February 10th, 2015
The following is a guest post by Chip R. Bell, a renowned keynote speaker and the author of several best-selling books. His newest book is the just-released Sprinkles: Creating Awesome Experiences Through Innovative Service.
I recently had keynoted a conference for a large bus manufacturing company. It got me thinking about what service would be like if choreographed through the lens of organizations renowned for those compelling story-telling customer experiences. While this focus is bus-specific, the lessons have application for any organization with a focus on taking their customers’ breath away. So, what if Walt Disney (or your favorite exemplar) was in charge of the experience you create for your customers?
It would be inclusive…like the way Southwest Airlines involves passengers. On a flight to Phoenix, a flight attendant sought the assistance from two adoring passengers to help pass out peanuts to fellow passengers. The most important part of the occurrence was not the obvious fun the two guys in Bermuda shorts and ball caps had. It was the noticeable positive effect the incident had on everyone on board. Even super serious passengers could not help but grin as they received the all-too-familiar snack from the flight attendant-wannabes!
It would be fun…like Archie Bostick, a bus driver for Hertz. After turning in your car you go outside to catch the rental car bus to the terminal. The first thing you notice is Archie standing next to the doors with a welcoming grin on his face! Instead of a tip jar (baited with a handful of bucks to encourage reluctant tippers), Archie paper-clips dollar bills across the front of his shirt. It’s an attention-getter that announces this is going to be a unique experience. Once onboard, Archie delivers a comedy routine instead of the issuing the standard warning about the consequences of forgetting to turn in the car. As Archie pulls up to the terminal, he announces, “Now, I may never see you again. I want us all to say together, ‘I love Hertz.’” He convinces a crowd of strangers to holler, “I love Hertz” before they get off his bus!
It would feature surprise…like Marriott. My business partner and I were staying at the Marriott in Rocky Hill, Connecticut, while working with a client nearby. We both had a very early meeting but I was returning to the hotel afterwards to work in his room. Before getting in the rental car my partner panned to keep, I stopped by the front desk and asked the night auditor and early morning front desk clerk, Linda Zieller, if the hotel had a van that could pick him up at the meeting site, ten minutes away, and bring him back to the hotel at 8 am. Without hesitation Linda said, “We don’t have a hotel van but I will be getting off at 7:30 am and will be glad to pick you up and bring you back to the hotel before I go home.” We made other arrangements, but the generous offer increased our devotion to the hotel.

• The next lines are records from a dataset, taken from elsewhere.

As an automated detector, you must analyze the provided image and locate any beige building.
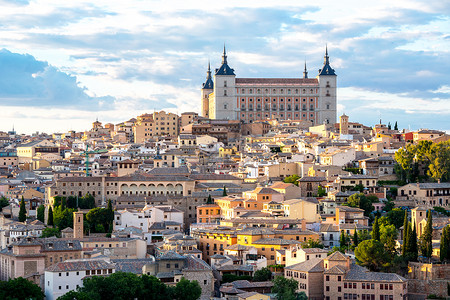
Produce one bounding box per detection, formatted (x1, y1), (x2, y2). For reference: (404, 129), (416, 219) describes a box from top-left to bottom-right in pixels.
(284, 252), (408, 300)
(283, 198), (321, 223)
(46, 175), (195, 205)
(133, 111), (179, 143)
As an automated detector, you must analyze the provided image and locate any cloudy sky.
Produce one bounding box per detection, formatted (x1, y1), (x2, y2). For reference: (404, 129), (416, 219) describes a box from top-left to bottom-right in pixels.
(0, 0), (450, 133)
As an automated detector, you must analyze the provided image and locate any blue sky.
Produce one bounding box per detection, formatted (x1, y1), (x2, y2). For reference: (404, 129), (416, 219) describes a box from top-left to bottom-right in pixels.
(0, 0), (450, 133)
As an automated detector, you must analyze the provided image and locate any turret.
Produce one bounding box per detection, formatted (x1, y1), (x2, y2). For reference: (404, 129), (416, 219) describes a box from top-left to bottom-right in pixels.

And, it would be magical…just like Disney. A family took a vacation on a Disney Cruise Line trip that began with a few days at Walt Disney World theme park. The morning they were to shift from their hotel to the cruise ship, they were instructed to leave their entire luggage in their hotel room for pick-up and delivery. Imagine their delight when they arrived on board ship to discover that their luggage was already in their room with the same room number as the hotel—and the same hotel key opened the door! They do not refer to it as the Magic Kingdom just because it is a cool label.
When you visit the Walt Disney Family Museum in San Francisco, one of the photos on display was taken in the early days following the grand opening of Disneyland in Anaheim. Walt is touring the theme park with Mickey Mouse in an antique open-air vehicle. And, who do you think is the driver behind the wheel? Why, Walt himself, having the adventure of his life! Who’s driving the experience bus at your organization? And, is it just about the destination or is it also about a great ride?